Here is a summary of whatrepparttar 127484 U.S. requires when offering guarantees (referred to as "warranties" below) on consumer products. (International readers, please investigate these in your own locality.)

TIP: The info below only applies to you if you're selling CONSUMER products -- not commercial -- and applies to written (not oral) warranties.

Warranties are your promise, as a merchant, to stand behind your product. The law recognizes two types of warranties: implied and express. There are also two types of implied warranties.

How To Seal The Deal By Phone

Written by Heather Reimer

We've all read dozens of articles on how to write spicier copy, snappier ads and grabbier banners.

But it's oftenrepparttar personal touch that seals a big deal - that clincher phone call. Especially these days, when so many of our clients live in other states or countries and fewer deals are actually closed in person.

Sorepparttar 127456 way you address a client through your spoken expression over repparttar 127457 phone can be vital to finalizing a sale.

Want to learn how to humanize your human touch? Let's pushrepparttar 127458 keyboard away, do a few vocal warm-up exercises and begin.

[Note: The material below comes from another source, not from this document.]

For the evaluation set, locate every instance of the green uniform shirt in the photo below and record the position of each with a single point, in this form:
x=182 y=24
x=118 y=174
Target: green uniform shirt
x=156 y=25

1. Posture. If your posture screams out boredom or fatigue, so will your voice. In my office, I sit with my back to a salesman and I can listen to his sales calls without seeing him. I can always tell from his voice when he's slouching or recovering from a rough night!

2. Facial expression. Even onrepparttar 127459 phone people can "hear"repparttar 127460 look on your face, so make it a pleasant one.

3. Tone of voice. Matchrepparttar 127461 client's tone -repparttar 127462 energy level,repparttar 127463 pace, fast or slow, etc. If you jump on them like an eager puppy with your big sales pitch, you'll scare them off. Plus, most people tend to like those who resemble them in manner.

4. Don't...

...ask if it's a good time to talk. You hand them an escape route on a silver platter.